‘Paw-Paw’ builds grandson the cabin clubhouse dreams are made of
‘Paw-Paw’ builds grandson his dream cabin clubhouse in Amity
Most children want their very own clubhouse, but Andrew Selway may have hit the jackpot.
When Ruth Ann and Jim Kovachs’ grandson was born, the Amity couple was determined to build him the perfect gift. So, over the past seven months, Jim Kovachs worked day and night to make the playhouse of his dreams into a reality.
On the Kovach’s 10-acre plot of land stands a small cabin complete with a deck, two twin beds and a loft.
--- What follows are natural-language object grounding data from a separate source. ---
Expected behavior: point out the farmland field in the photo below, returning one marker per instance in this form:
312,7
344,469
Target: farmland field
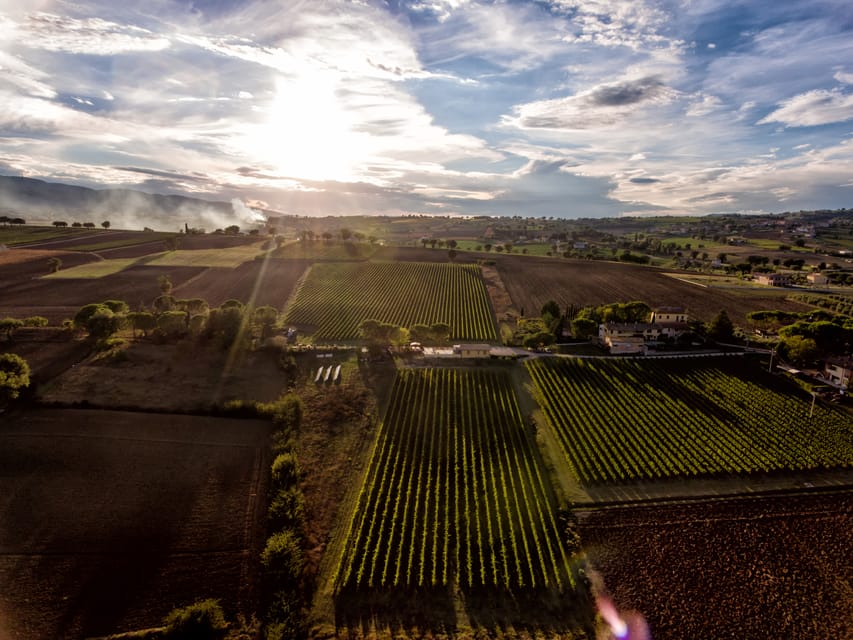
108,520
763,567
259,282
622,420
455,497
531,282
336,297
97,269
228,257
135,285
But what is truly amazing is the fact that the structure is almost entirely made out of reclaimed and recycled materials, much of which is vintage or antique.
All of the siding for the cabin – as well as for the adjoining outhouse – was built using a historic barn from the turn of the last century that a neighbor had to tear down.
“That beam is from 1890,” Ruth Ann Kovachs said about a long support beam running across the ceiling. “It was hand-hewed with a broad ax from a walnut tree, and the bark is still on it.”
For the Kovachses, saving discarded materials was the main reason why they tackled the project.
“I’m trying to preserve old stuff and turn it into new,” said Jim Kovachs, known as ‘Paw-Paw’ to his grandchildren. “There’s still more memories to be made with this stuff.”
Jim Kovachs is a retired construction worker and craftsman. He used all of the skills acquired from decades of working with his hands, and his wife describes the effort he put into building the rustic lodging as nothing short of Herculean.
“He did 99 percent of the work himself,” Ruth Ann said. “He was a man on a mission.”
In addition to the nearly century-old wood used for the cabin, nearly everything inside has a story. Furniture dated from 1910 was found during a salvage mission in Gettysburg. A rocking chair in the loft, circa 1929, was painfully reconstructed from remnants found in an old barn.
“A family gave it to us for refurbishing an oval oak table they found,” Ruth Ann said. “I was so grateful I was in tears.”
The Kovachses said the idea originally came when they had their first grandson in 2001, but he moved to Fort Myers, Fla., before they could break ground on the structure. The idea was to build a log cabin where they could play and have sleepovers.
The cabin is a picker’s dream. The Kovachses’ love of historical tools and instruments is on display throughout the structure. While it was wired for electricity, the cabin can also be heated by a small vintage cast iron stove situated where a hearth would be. Near the door frame, authentic hand-operated wood planes from Austria and the United States are placed prominently.
Every inch of space inside the cabin is covered in knickknacks made of repurposed materials. A wooden spoon was made from a reclaimed church pew. From the ceiling hangs a chandelier made from a fixture saved from an abandoned grocery store.
Although he may not yet appreciate the historical significance of the items in the cabin, Andrew seemed pleased to have his own space. He said his favorite part of the cabin was the loft.
Jim Kovachs said it was his hope that seeing the construction process and enjoying the outdoors will be a positive influence to his grandson.
“Kids these days don’t do stuff like this anymore,” Jim said. “But Andrew likes building things and being outside.
“That’s what really makes this cabin special.”